Robert L. Byer, whose laser technology discoveries have been used in many commercial applications, is being honored by IEEE with the 2009 IEEE Photonics Award.
The award, sponsored by IEEE's Photonics Society, recognizes Byer for seminal contributions to nonlinear optics and solid-state lasers for commercial applications from precision measurement to manufacturing. The award will be presented on June 3 at the 2009 Conference on Lasers and Electro-Optics in Baltimore, MD.
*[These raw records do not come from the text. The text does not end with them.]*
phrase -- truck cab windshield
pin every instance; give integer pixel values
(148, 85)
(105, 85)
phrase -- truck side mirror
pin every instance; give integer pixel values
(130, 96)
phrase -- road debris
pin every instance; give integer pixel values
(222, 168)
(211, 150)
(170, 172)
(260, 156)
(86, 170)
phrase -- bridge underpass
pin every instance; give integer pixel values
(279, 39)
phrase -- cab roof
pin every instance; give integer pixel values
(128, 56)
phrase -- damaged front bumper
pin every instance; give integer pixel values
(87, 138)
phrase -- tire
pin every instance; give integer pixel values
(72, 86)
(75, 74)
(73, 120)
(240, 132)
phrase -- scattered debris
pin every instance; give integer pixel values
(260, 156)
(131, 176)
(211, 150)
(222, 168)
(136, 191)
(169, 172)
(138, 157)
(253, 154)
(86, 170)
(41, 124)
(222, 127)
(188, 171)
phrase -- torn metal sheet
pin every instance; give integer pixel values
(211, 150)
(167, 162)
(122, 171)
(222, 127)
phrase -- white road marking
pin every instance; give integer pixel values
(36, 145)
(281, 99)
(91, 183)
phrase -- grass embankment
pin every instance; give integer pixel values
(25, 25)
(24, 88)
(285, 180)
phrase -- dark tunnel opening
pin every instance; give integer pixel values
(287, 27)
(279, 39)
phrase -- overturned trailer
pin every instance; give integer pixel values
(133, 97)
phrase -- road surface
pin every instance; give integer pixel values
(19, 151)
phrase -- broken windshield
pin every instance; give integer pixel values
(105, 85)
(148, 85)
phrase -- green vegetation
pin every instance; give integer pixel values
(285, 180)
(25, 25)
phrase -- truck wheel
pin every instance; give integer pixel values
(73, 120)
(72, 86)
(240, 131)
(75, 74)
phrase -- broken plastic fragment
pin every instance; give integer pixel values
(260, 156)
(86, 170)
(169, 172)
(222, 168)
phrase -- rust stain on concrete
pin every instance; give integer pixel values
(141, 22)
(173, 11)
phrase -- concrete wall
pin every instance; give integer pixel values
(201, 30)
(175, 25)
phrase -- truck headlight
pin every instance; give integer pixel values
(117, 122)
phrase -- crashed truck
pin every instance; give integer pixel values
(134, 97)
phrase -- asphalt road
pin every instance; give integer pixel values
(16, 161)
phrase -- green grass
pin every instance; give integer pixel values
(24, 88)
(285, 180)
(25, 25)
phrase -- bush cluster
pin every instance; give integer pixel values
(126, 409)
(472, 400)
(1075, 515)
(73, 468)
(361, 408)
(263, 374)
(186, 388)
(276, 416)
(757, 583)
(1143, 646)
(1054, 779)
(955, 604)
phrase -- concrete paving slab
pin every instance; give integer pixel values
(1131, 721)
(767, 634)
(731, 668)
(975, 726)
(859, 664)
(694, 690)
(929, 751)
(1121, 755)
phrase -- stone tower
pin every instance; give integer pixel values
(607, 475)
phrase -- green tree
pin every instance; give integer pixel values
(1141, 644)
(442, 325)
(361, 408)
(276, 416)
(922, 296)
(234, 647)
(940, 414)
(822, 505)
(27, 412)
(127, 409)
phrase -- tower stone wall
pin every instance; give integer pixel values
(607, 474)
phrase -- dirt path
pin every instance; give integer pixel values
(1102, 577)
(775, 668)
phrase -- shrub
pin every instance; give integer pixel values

Byer has been working with lasers since 1969 with research centered on advanced lasers and frequency tuning of lasers using nonlinear optics. Byer's work helped define nonlinear optics, which involves the ability to change ethe color of a laserto a continuously tunable range of colors. This technology is being developed today for use in laser projection displays and for future high-brightness television. This technology has also led to ultraviolet solid-state lasers that are needed for drilling tiny holes in circuit boards of electronic components that make cellular phones and MP3 players possible.
In 1985, Byer's grouop developed the laser diode pumped monolithic ring Nd:YAG laser, which is known as the nonplanar ring oscillator. This lasers is the standard for laser frequency control and is used for satellite-to-satellite communications and for sensitive sonar applications in submarines. It is also used for precision distance measurements that search for weak gravitational waves generated by black holes and neuron stars across the universe.
The combination of nonlinear optics and the laser diode pumping of Byer's Nd:YAG laser let to the development of the green laser pointer in 1986. It is not used just for presentations, but for pointing to planets or stars in the night sky and as rescue beacons for sailors at sea.